Delírios econômicos em uma tarde de segunda-feira

“Estamos finalmente numa fase boa da economia”(foto: Fernando Frazão/Agência Brasil)

Na tarde de segunda-feira, uma senhora (ou senhorita), que exerce a função de “comentarista” de economia em um canal de notícias na TV a cabo, nos deixou algo em dúvida se estávamos vivendo no mesmo país – ou no mesmo mundo.

Era bastante parecido (não a mencionada senhora, mas a sensação que nos acometeu) com aquela espécie de doente mental que fala com tanta convicção de suas alucinações, que até os psiquiatras ficam em dúvida se os loucos não são eles próprios, que não estão vendo, ou ouvindo, nada daquilo.

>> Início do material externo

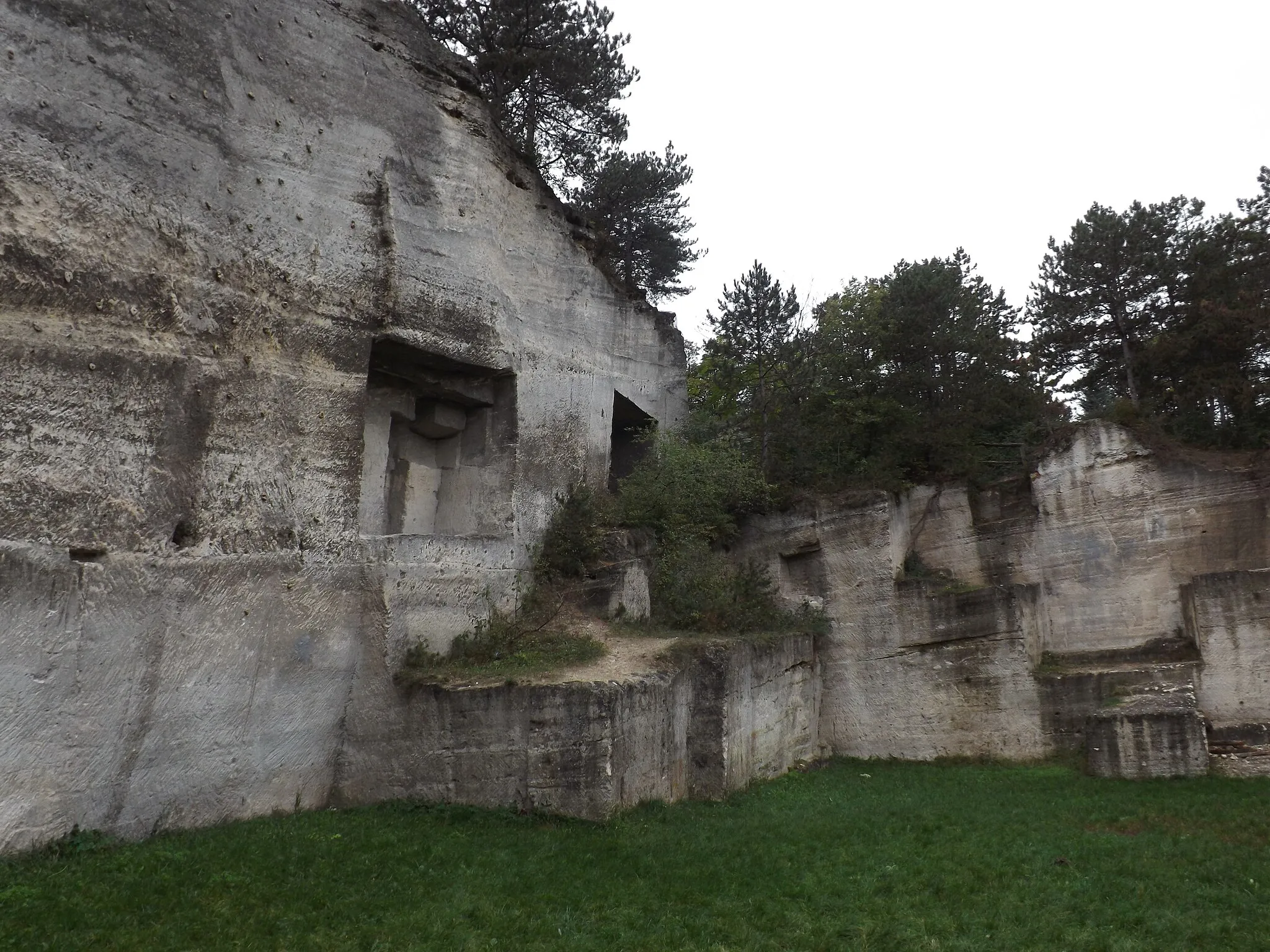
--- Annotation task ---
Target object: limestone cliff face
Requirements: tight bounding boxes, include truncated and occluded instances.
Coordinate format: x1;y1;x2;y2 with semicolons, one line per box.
740;423;1270;758
0;0;685;848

Pois, disse ela, “vamos falar da coleção de boas notícias na nossa economia” – e haja números ridículos, intercalados com frases do tipo “estamos finalmente numa fase boa da economia”, “a Bolsa bateu um recorde, significa que as ações estão se valorizando com a perspectiva de melhora da nossa economia”. Segundo ela, a Bolsa é um “importante termômetro do crescimento econômico” (e não da especulação – onde, aliás, até nisso, a Bolsa de Valores é inteiramente secundária, no Brasil, há pelo menos 30 anos; em outros países, há muito mais que isso).

O grau de ignorância era supino – pois ela parecia acreditar em tudo o que dizia.

Em seguida, um diretor do Banco Central, entrevistado pela mesma senhorita, apareceu para aconselhar ao cidadão que é preciso “poupar ativamente” (sic) no momento atual – em um país onde 69% da força de trabalho não tem nem salário (cf. IBGE, PNAD Contínua, 3º trimestre 2019, Quadro Sintético).

De quebra, o sujeito esclareceu que os juros ao consumidor vão baixar quando o capital estrangeiro entrar no país (e a gente nem sabia que ele tinha ido embora).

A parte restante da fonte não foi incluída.